Sometimes VM volume snapshots in ACS can stuck in exotic states like ‘Allocated’, ‘BackingUp’. They can not be removed through API in those states. Unfortunately, the problem occurs from time to time in every ACS version and last time we met it in ACS 4.9.2. Administrator must remove them somehow from ACS. The article provides the step-by-step guide how to address the problem.
So, this is not a regular case. To solve it administrator must use direct database modification for ACS database. Operation should be executed in three steps:
- change the state of an snapshot which is in wrong state;
- remove the snapshot through API (or UI);
- check data removed from image store.
Fixing it
First, let’s find snapshot in wrong states:
mysql> select * from snapshots where status != 'BackedUp' and status != 'Destroyed' and status != 'Error';
+-----+----------------+------------+-----------+-----------+------------------+-----------+------+-----------------------------------------------------------------+--------------------------------------+---------------+------------------+-------------+---------------------+---------------------+----------------+----------+------------+--------------+-----------------+---------+-------+----------+----------+
| id | data_center_id | account_id | domain_id | volume_id | disk_offering_id | status | path | name | uuid | snapshot_type | type_description | size | created | removed | backup_snap_id | swift_id | sechost_id | prev_snap_id | hypervisor_type | version | s3_id | min_iops | max_iops |
+-----+----------------+------------+-----------+-----------+------------------+-----------+------+-----------------------------------------------------------------+--------------------------------------+---------------+------------------+-------------+---------------------+---------------------+----------------+----------+------------+--------------+-----------------+---------+-------+----------+----------+
| 66 | 1 | 4 | 1 | 376 | 1 | Allocated | NULL | VM-aab02612-8b9b-4274-b727-3505558995b3_ROOT-336_20170117082532 | c35af6d6-eb89-406c-a06a-e3ab7da48c67 | 0 | MANUAL | 8589934592 | 2017-01-17 08:25:32 | NULL | NULL | NULL | NULL | NULL | KVM | 2.2 | NULL | NULL | NULL |
| 729 | 1 | 2 | 1 | 607 | 18 | Creating | NULL | DONTDELETEORYOUWILLBEFIRED_ROOT-523_20170823050255 | 83549abf-7bdd-4a75-bdaa-66c01426ab2d | 3 | HOURLY | 53687091200 | 2017-08-23 05:02:55 | 2017-08-23 05:10:44 | NULL | NULL | NULL | NULL | KVM | 2.2 | NULL | NULL | NULL |
| 879 | 1 | 2 | 1 | 607 | 18 | BackingUp | NULL | DONTDELETEORYOUWILLBEFIRED_ROOT-523_20170828070114 | 0d6e4ef3-1275-4117-8721-cf35e6211de5 | 3 | HOURLY | 53687091200 | 2017-08-28 07:01:14 | NULL | NULL | NULL | NULL | NULL | KVM | 2.2 | NULL | NULL | NULL |
+-----+----------------+------------+-----------+-----------+------------------+-----------+------+-----------------------------------------------------------------+--------------------------------------+---------------+------------------+-------------+---------------------+---------------------+----------------+----------+------------+--------------+-----------------+---------+-------+----------+----------+
Keep in mind, the list can include extra snapshots which are created currently, so consider use of
created
field filtering in real cases
Change their state to “BackedUp”:
mysql> update snapshots set status = 'BackedUp' where id=879 or id=66;
Removal
Now, after fixing the state, remove the snapshots with API or UI.

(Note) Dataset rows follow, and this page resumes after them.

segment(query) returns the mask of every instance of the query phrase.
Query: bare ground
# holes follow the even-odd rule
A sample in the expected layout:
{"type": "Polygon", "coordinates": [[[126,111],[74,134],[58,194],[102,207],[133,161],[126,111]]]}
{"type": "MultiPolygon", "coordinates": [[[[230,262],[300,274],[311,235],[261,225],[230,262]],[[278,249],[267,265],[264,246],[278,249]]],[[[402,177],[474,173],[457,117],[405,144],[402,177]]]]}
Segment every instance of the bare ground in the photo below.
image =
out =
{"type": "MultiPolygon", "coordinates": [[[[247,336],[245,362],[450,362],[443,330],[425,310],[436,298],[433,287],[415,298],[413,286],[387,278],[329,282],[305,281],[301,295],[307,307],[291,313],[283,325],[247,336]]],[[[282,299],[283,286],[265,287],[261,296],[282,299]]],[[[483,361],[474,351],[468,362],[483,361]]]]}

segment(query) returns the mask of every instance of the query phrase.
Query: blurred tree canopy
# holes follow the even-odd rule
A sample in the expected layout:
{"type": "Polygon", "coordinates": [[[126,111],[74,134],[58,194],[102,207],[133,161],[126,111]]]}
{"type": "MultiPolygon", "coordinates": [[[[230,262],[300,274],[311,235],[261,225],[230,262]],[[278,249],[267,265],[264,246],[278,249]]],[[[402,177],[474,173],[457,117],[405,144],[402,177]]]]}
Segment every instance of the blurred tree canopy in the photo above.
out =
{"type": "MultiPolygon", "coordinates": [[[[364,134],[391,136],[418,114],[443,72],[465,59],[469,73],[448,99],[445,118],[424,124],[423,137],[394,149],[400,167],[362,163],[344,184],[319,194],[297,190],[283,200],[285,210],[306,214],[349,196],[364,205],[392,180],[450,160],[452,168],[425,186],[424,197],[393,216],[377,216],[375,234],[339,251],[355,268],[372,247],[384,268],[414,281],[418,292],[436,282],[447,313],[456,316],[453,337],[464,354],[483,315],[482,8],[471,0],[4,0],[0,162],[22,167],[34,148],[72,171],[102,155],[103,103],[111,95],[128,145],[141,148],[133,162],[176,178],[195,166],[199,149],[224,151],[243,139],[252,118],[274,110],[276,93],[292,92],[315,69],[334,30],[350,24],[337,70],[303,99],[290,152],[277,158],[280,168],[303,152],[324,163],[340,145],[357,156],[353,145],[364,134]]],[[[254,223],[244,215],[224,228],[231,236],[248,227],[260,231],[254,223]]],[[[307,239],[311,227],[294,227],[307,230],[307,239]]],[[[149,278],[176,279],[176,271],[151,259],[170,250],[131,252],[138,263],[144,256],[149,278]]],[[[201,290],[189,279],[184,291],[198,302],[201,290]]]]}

Data Removal From Image Store
Ensure, data wiped from a secondary storage (example for Snapshot with Id=879):
mysql> select snapshot_id, url, store_role, install_path from snapshot_store_ref,image_store where image_store.id=store_id and snapshot_id=879 and store_role = 'Image';
+-------------+--------------------------------------+------------+-----------------+
| snapshot_id | url | store_role | install_path |
+-------------+--------------------------------------+------------+-----------------+
| 879 | nfs://192.168.3.218/export/secondary | Image | snapshots/2/607 |
+-------------+--------------------------------------+------------+-----------------+
1 row in set (0.00 sec)
Now, let’s visit a storage server nfs://192.168.3.218/export/secondary
and ensure that the path
snapshots/2/607
doesn’t have the data.
Problem Sources
The problem might happen during snapshot creation in several cases, the popular are:
- network connectivity failures;
- management server failure;
- hardware performance degradation or failure.
Long-term Solution
For a long-term solution an automated script can be deployed which determines the situation and notifies ITSM about it (or even cleans automatically).